Consider this simple example of poor type inference:

julia> foo(x::Ref{Any}) = x[]
foo (generic function with 1 method)

julia> @code_warntype foo(Ref{Any}(1))
MethodInstance for foo(::Base.RefValue{Any})
  from foo(x::Ref{Any}) @ Main REPL[18]:1
Arguments
  #self#::Core.Const(Main.foo)
  x::Base.RefValue{Any}
Body::Any
1 ─ %1 = Base.getindex(x)::Any
└──      return %1

Makes sense, the element type is ::Any so the compiler can’t narrow it down. But if you throw an error on all types except one via a typeassert:

julia> foo(x::Ref{Any}) = x[]::Int # convenient typeassert syntax
foo (generic function with 1 method)

julia> @code_warntype foo(Ref{Any}(1))
MethodInstance for foo(::Base.RefValue{Any})
  from foo(x::Ref{Any}) @ Main REPL[20]:1
Arguments
  #self#::Core.Const(Main.foo)
  x::Base.RefValue{Any}
Body::Int64
1 ─ %1 = Base.getindex(x)::Any
│   %2 = Main.Int::Core.Const(Int64)
│   %3 = Core.typeassert(%1, %2)::Int64
└──      return %3

Now the compiler can recognize the element has to be a certain type if it makes it out of this method.

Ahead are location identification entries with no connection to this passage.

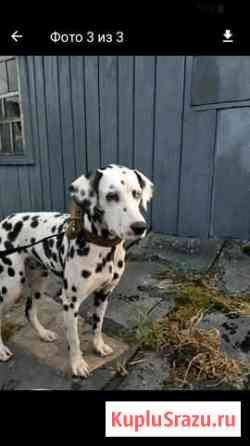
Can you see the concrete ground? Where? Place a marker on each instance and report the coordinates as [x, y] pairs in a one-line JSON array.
[[37, 365]]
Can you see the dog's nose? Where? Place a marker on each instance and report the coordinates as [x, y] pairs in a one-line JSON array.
[[139, 227]]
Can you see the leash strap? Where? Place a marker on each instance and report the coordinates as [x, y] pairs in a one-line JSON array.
[[20, 248], [89, 237]]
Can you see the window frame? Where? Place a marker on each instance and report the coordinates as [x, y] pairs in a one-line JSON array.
[[27, 157]]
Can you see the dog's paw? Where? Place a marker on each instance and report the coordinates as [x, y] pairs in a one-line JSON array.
[[102, 348], [5, 353], [79, 367], [48, 336]]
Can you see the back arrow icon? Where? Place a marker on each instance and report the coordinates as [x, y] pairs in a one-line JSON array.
[[227, 34], [15, 36]]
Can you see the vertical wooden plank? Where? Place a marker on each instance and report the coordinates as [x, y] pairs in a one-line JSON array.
[[36, 192], [79, 118], [9, 184], [144, 99], [54, 132], [24, 171], [231, 206], [168, 127], [125, 110], [67, 123], [92, 113], [42, 123], [108, 108], [144, 91], [196, 167]]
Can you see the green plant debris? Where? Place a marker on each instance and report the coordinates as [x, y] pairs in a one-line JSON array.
[[193, 352]]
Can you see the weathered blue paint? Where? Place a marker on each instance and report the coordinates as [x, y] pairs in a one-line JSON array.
[[183, 121]]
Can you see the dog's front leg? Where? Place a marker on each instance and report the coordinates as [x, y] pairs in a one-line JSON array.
[[100, 302], [78, 366]]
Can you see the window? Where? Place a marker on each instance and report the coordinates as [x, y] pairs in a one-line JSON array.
[[11, 128]]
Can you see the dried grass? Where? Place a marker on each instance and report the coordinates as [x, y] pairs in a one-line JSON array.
[[194, 352]]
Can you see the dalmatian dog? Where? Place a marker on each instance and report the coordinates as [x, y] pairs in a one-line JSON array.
[[112, 202]]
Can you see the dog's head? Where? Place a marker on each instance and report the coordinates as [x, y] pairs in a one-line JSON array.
[[114, 197]]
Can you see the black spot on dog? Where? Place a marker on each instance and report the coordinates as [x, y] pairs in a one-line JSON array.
[[98, 268], [245, 344], [112, 196], [34, 223], [65, 283], [86, 203], [28, 307], [93, 228], [8, 245], [46, 249], [15, 231], [86, 273], [7, 226], [140, 180], [96, 318], [11, 272], [83, 251], [6, 261], [36, 255], [54, 256]]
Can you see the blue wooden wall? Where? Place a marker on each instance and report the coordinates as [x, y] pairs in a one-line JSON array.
[[170, 116]]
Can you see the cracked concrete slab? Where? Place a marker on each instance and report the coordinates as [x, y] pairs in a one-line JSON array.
[[148, 374], [234, 333], [55, 355], [184, 253], [234, 268]]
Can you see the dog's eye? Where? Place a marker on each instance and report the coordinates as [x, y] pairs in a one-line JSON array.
[[112, 196], [136, 194]]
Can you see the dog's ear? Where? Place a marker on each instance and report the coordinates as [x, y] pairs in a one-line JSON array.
[[84, 190], [146, 187]]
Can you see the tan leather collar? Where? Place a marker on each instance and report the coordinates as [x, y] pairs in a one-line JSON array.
[[98, 240], [76, 229]]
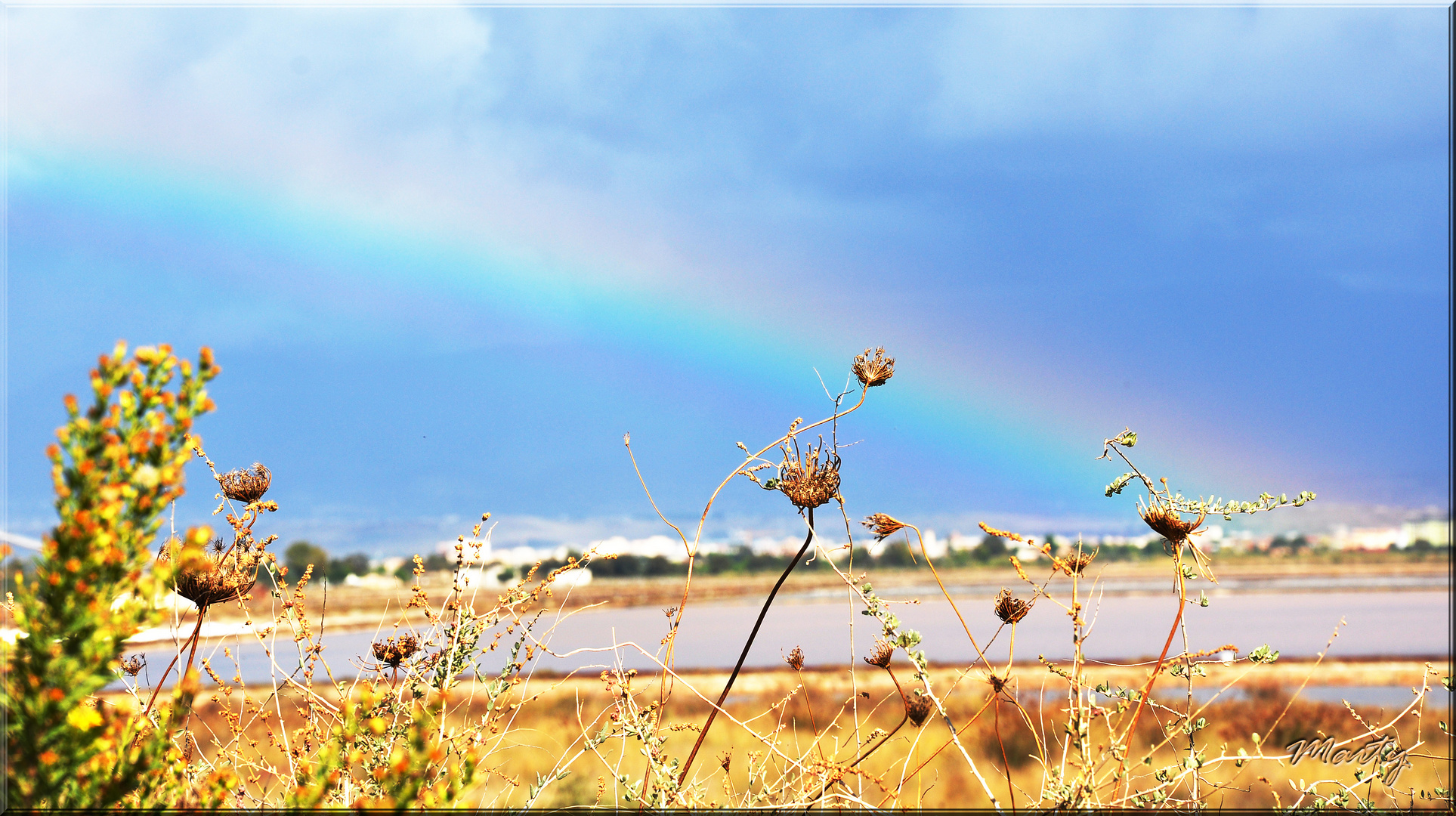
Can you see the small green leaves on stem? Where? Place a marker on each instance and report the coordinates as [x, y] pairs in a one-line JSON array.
[[1264, 654], [1118, 484]]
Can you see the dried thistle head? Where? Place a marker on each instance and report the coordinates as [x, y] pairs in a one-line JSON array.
[[246, 484], [1074, 563], [216, 576], [392, 652], [1011, 610], [874, 370], [796, 659], [1170, 525], [805, 480], [919, 709], [884, 651], [883, 525], [133, 666]]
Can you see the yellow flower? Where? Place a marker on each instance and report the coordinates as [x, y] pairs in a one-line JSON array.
[[83, 717]]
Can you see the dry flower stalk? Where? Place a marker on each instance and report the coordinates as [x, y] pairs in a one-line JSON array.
[[919, 709], [245, 484], [1170, 525], [219, 576], [1011, 610], [1074, 563], [884, 651], [876, 369], [796, 659], [805, 478], [392, 652]]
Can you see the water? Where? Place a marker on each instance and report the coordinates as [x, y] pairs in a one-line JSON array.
[[1121, 627]]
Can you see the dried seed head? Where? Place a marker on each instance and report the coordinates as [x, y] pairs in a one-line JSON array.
[[131, 666], [248, 484], [807, 481], [1074, 563], [883, 525], [919, 709], [392, 652], [874, 370], [1170, 525], [884, 651], [1011, 610], [796, 659]]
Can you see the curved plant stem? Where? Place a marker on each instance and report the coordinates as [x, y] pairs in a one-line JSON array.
[[948, 598], [1011, 786], [1148, 688], [197, 632], [768, 602]]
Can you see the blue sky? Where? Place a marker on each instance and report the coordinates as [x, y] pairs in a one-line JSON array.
[[447, 257]]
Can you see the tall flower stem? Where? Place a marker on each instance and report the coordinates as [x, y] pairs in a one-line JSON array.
[[1148, 688], [768, 602]]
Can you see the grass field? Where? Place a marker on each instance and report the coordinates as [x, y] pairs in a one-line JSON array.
[[777, 712]]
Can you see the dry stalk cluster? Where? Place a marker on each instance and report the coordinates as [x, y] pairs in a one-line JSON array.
[[450, 712]]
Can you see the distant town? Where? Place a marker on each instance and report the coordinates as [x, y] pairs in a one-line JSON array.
[[619, 557]]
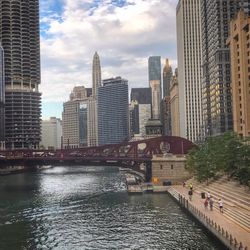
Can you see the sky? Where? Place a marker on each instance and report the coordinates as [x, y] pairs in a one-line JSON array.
[[123, 32]]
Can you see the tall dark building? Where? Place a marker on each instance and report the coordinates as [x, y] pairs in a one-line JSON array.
[[113, 114], [19, 34], [216, 81], [2, 100], [141, 95], [154, 71], [165, 103]]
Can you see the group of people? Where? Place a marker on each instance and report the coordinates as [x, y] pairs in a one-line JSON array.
[[208, 200]]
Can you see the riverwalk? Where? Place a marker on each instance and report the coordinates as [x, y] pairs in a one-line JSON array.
[[232, 234]]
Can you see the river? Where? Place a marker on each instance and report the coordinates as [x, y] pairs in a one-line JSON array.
[[89, 208]]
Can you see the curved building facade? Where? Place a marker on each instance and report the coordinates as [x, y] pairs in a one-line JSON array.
[[19, 35]]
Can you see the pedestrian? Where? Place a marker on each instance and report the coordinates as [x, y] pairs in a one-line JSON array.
[[220, 205], [206, 204], [190, 193], [191, 186], [211, 203], [208, 195]]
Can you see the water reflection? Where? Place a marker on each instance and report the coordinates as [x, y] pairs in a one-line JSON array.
[[88, 208]]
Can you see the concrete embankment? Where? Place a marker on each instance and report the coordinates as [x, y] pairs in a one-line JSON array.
[[230, 234]]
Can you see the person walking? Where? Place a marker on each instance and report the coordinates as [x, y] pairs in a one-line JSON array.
[[220, 205], [211, 204], [206, 203], [190, 193], [208, 195]]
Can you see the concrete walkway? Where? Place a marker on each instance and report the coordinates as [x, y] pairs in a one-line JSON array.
[[240, 233]]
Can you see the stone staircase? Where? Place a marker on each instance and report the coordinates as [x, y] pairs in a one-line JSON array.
[[236, 199]]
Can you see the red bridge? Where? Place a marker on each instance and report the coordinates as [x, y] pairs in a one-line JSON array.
[[128, 153]]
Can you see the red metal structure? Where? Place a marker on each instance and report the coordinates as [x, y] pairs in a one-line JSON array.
[[130, 152]]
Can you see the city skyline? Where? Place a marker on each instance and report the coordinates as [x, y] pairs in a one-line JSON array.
[[71, 31]]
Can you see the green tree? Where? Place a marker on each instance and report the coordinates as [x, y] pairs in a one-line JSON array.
[[227, 154]]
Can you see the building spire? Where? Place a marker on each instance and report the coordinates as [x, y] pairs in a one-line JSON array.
[[96, 74]]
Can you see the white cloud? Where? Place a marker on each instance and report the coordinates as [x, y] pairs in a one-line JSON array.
[[123, 36]]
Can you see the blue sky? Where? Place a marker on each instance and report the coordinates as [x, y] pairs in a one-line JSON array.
[[124, 32]]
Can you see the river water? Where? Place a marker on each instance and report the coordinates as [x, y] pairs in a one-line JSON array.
[[89, 208]]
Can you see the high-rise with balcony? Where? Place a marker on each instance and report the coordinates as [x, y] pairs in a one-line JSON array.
[[166, 111], [19, 35], [113, 113], [2, 100], [154, 70], [96, 74], [75, 119], [189, 55], [216, 79], [239, 44], [92, 103]]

This is a very impractical minimal example of typeasserts, but it can be useful with runtime dispatches and type conversions. For example, type constructors and functions in general cannot promise they’ll return an instance of said type, even if every one of their methods do, so you’ll see redundant-looking patterns like T(#=insert inputs here=#)::T if the argument types aren’t known well enough at compile-time.